And Mrs. Seaton began to sob gently at the remembrance of her lost daughter.

But Jasper only heard the first part of her speech.

“ Engagement!” he repeated. “ Engaged since I went away? There’s not been time. And who on earth is there for her to get engaged to here?”

“ I thought you would know all about it, Jasper.”

“ How should I?”

“ Did not Di write to you?”

“ Not about that. Who is it? Where did she meet him?”

Mrs. Seaton had been contemplating her son attentively, and saw that he was more than usually annoyed. She began to be doubtful of the part she had taken in countenancing the hasty engagement; so began to defend herself before she was attacked.

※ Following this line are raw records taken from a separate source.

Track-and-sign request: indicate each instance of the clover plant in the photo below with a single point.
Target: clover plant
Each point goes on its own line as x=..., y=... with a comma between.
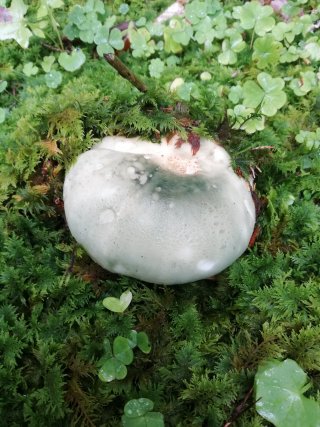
x=280, y=389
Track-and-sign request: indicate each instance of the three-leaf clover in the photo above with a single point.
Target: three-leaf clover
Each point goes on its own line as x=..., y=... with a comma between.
x=268, y=94
x=280, y=388
x=73, y=61
x=253, y=15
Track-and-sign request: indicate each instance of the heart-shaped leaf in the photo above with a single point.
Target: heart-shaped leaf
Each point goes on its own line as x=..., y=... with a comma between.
x=3, y=85
x=53, y=79
x=118, y=305
x=138, y=407
x=122, y=350
x=143, y=342
x=72, y=62
x=29, y=69
x=111, y=370
x=279, y=392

“I thought you would be delighted, Jasper. It will be such a relief to get Diana off our hands, and comfortably settled in life; and he’s a young man of good family and ex——that is, tolerable prospects; and I am sure that Diana is already beginning to be quite a different creature; and poor Anne, she would be sure to approve—such a very amiable young man. He—”

“Who is it?” asked Jasper Seaton, impatiently.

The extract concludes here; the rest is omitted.